А сманил его никто иной, как «свояк» Василий Федорович Рябоконь, тот самый, с которым Омелько познакомил нашего деда летом семнадцатого года в Катеринодаре, когда они сдавали в «чихауз» оружейную мастерскую. «Чего, мол, ты будешь отсиживаться, да мы сейчас этих краснюков в землю втопчем, а не втопчем, так пощекочем за будь здоров! А там, глядишь, и сам Врангель с моря шарахнет, опять же с Дона обещали подмогнуть… Да и наши кубанцы, мол, поднимутся…». Черта с два: ни те, ни другие не пошевельнулись…

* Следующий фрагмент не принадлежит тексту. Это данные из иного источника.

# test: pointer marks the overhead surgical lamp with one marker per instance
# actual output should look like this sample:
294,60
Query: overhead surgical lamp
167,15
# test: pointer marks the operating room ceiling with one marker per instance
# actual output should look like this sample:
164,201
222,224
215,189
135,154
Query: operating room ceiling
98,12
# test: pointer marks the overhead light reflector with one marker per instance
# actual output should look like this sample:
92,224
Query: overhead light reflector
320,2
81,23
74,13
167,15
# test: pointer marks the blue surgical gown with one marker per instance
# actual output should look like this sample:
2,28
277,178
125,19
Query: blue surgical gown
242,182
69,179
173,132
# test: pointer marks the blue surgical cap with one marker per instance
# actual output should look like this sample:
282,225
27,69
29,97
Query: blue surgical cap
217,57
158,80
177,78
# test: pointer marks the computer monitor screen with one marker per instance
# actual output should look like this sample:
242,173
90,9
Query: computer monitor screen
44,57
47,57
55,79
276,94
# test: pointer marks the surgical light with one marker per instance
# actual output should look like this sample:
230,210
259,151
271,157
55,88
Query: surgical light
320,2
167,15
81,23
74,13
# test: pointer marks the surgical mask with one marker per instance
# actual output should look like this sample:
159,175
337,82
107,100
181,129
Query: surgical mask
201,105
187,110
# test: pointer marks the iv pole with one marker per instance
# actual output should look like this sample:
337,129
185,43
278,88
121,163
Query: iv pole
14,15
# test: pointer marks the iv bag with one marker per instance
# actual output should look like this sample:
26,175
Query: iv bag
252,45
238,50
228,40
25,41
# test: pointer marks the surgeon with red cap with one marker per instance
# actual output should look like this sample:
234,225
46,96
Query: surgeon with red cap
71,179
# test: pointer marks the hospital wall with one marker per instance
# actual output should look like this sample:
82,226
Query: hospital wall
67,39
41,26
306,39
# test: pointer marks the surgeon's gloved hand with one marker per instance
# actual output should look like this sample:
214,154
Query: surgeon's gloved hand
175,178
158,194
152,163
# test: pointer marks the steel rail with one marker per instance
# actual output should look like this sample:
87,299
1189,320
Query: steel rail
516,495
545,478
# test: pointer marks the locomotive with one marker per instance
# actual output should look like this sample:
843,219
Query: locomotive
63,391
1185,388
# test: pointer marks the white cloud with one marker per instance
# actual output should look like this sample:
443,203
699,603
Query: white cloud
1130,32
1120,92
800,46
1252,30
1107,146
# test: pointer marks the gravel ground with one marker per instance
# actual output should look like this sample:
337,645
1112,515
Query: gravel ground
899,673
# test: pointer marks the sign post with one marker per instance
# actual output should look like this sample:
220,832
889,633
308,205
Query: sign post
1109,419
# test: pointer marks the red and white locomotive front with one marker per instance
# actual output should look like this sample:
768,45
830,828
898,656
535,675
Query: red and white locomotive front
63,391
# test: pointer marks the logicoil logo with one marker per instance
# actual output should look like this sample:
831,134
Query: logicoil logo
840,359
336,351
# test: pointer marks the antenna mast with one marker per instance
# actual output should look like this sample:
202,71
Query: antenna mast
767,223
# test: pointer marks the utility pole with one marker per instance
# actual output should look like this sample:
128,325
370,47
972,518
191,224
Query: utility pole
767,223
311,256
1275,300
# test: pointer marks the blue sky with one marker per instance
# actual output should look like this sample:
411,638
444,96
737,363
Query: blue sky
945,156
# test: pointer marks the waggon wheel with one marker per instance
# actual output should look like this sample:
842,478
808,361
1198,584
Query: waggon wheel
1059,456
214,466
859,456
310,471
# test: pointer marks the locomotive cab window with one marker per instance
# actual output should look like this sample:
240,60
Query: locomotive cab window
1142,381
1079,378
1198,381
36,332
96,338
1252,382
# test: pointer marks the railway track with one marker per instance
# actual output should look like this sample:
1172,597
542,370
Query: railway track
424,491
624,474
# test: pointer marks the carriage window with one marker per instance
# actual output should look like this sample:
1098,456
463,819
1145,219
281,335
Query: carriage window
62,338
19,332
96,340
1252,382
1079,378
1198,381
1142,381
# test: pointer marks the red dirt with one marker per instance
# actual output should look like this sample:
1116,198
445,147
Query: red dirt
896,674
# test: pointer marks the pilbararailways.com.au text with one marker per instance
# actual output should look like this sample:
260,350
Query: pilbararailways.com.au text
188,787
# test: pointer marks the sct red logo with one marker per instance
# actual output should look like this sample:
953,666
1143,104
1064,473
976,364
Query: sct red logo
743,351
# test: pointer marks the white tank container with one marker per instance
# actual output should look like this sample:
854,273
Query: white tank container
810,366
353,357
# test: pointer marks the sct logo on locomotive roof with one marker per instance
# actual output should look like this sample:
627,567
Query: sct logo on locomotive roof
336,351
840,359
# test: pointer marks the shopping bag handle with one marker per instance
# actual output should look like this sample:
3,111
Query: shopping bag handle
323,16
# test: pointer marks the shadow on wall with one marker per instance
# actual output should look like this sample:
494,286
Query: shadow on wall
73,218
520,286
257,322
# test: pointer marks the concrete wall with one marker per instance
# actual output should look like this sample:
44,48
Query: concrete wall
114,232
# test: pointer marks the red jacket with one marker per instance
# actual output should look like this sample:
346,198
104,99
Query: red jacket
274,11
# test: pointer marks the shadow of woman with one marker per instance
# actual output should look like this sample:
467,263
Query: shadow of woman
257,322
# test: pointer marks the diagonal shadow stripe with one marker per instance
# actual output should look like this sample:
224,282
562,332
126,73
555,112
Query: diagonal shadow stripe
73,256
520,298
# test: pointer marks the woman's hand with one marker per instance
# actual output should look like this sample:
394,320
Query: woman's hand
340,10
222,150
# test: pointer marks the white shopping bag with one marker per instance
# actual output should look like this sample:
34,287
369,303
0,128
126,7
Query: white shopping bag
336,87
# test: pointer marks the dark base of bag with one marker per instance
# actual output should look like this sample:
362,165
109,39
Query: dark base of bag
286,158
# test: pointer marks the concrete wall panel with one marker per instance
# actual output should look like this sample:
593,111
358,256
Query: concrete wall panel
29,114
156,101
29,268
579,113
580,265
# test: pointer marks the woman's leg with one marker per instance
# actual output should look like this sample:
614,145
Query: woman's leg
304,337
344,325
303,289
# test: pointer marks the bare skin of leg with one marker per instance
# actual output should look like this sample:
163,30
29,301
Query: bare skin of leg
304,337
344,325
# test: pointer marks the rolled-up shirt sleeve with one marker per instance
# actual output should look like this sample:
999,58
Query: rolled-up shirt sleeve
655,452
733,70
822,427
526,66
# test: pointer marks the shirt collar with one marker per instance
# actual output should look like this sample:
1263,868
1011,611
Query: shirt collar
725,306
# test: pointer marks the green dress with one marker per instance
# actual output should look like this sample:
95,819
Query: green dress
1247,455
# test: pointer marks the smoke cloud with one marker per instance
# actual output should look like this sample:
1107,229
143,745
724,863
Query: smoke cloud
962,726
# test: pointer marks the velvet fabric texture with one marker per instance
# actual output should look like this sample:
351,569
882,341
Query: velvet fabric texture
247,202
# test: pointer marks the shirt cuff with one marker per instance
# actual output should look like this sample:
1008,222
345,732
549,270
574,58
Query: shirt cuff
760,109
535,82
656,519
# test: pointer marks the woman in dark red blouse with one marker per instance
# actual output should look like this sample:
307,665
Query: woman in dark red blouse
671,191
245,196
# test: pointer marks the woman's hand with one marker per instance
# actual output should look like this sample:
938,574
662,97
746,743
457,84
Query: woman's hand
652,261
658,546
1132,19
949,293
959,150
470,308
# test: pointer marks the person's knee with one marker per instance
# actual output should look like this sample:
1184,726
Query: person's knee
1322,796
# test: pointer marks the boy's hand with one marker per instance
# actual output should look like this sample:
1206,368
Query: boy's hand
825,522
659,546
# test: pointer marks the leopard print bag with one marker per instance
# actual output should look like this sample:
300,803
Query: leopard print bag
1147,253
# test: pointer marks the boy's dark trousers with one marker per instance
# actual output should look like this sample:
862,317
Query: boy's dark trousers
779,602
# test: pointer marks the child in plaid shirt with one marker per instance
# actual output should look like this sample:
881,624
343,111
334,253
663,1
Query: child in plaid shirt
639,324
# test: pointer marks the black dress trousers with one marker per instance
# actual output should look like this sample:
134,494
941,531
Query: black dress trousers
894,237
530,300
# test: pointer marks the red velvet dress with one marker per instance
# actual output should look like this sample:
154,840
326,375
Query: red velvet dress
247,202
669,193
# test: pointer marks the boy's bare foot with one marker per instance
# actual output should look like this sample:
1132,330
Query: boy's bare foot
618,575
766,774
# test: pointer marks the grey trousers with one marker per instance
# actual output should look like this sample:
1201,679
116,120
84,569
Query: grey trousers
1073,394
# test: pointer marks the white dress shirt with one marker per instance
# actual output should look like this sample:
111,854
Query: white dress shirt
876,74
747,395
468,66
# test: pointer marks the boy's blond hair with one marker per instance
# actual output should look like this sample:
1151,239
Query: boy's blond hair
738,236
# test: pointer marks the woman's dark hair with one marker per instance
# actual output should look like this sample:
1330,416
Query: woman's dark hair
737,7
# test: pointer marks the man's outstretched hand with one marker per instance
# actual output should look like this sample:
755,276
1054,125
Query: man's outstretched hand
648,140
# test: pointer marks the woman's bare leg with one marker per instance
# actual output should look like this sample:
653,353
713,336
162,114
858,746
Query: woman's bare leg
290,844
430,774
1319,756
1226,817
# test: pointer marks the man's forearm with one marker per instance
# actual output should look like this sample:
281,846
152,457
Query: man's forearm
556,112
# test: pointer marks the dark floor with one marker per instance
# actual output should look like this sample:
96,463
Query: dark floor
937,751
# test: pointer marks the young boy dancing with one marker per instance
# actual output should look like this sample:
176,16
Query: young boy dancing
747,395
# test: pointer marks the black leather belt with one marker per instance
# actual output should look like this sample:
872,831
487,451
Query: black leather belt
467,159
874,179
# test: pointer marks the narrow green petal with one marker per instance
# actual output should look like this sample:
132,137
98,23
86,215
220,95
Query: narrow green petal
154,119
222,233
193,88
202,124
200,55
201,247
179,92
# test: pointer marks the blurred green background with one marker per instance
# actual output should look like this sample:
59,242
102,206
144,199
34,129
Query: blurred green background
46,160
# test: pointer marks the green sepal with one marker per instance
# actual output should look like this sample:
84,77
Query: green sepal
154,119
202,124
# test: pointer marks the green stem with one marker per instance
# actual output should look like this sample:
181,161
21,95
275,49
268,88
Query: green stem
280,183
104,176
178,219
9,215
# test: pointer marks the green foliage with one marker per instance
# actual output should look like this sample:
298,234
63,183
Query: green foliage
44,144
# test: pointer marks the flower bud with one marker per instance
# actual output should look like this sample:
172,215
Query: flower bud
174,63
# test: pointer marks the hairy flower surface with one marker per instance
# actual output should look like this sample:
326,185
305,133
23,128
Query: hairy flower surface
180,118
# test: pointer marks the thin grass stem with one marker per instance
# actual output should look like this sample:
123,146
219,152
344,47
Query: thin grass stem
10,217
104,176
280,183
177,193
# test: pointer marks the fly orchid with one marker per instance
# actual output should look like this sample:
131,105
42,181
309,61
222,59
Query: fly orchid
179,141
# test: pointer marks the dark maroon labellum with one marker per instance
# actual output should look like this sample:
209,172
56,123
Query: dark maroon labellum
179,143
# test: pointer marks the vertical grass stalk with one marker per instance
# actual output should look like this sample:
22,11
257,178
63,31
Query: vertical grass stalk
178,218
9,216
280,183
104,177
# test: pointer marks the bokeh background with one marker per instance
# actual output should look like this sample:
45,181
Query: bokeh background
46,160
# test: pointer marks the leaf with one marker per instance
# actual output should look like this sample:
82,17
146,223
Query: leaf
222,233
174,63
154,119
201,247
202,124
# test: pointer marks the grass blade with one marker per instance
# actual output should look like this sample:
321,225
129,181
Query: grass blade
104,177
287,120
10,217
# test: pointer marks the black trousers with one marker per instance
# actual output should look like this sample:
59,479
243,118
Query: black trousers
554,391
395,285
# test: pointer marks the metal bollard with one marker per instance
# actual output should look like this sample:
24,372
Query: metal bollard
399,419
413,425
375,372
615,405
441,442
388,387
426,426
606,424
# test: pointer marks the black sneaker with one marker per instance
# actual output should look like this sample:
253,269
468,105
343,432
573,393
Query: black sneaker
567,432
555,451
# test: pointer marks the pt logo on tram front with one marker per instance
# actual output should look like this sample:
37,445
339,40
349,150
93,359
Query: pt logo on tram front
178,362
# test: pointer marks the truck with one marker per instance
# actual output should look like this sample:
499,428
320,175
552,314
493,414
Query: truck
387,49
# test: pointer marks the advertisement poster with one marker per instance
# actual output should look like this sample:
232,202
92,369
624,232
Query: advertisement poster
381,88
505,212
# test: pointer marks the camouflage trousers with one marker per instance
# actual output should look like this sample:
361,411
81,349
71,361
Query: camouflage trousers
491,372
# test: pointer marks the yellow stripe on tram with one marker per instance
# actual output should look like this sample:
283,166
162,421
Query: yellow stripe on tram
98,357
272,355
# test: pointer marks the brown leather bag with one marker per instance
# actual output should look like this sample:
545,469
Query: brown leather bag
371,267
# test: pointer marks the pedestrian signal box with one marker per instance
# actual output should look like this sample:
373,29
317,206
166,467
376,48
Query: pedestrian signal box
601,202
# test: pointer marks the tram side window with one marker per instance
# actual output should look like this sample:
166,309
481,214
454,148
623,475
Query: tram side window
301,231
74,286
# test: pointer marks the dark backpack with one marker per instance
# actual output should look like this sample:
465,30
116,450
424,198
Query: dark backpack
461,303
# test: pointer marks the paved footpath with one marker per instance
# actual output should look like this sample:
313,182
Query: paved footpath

Правда, поначалу выступление высадившихся в Ахтарях улугаевцев шло с нарастающим победным успехом, но получив под Тимашевкой встречный удар, они так же скоро откатились к Гривенской, а потом и к Азовскому морю. Много казачков подалось тогда с Улугаем в Крым, но немало и осталось. И не все, кто остался, разбрелись по домам, были и такие, что ушли в камыши, к большим и малым батькам-атаманам. Чтобы отсидеться до лучших времен — авось, мол, и на нашей улице будет праздник. Остался в плавнях и Васько Рябоконь, а с ним не один десяток его дружков-земляков. Наш Омелько надумал «тянуть до родной хаты», война ему уже давно наобрыдла до умопомрачения. Рябоконь его, как и других, не держал.
Добравшись до своей Джерелиевки, Омелько по совету родичей решил на некоторое время «потеряться», не мельтешить перед очами недоброжелателей, и выбравшись в Катеринодар, где у него были, как он говорил, «свояки», пристроиться на какую ни то работенку. А там видно будет…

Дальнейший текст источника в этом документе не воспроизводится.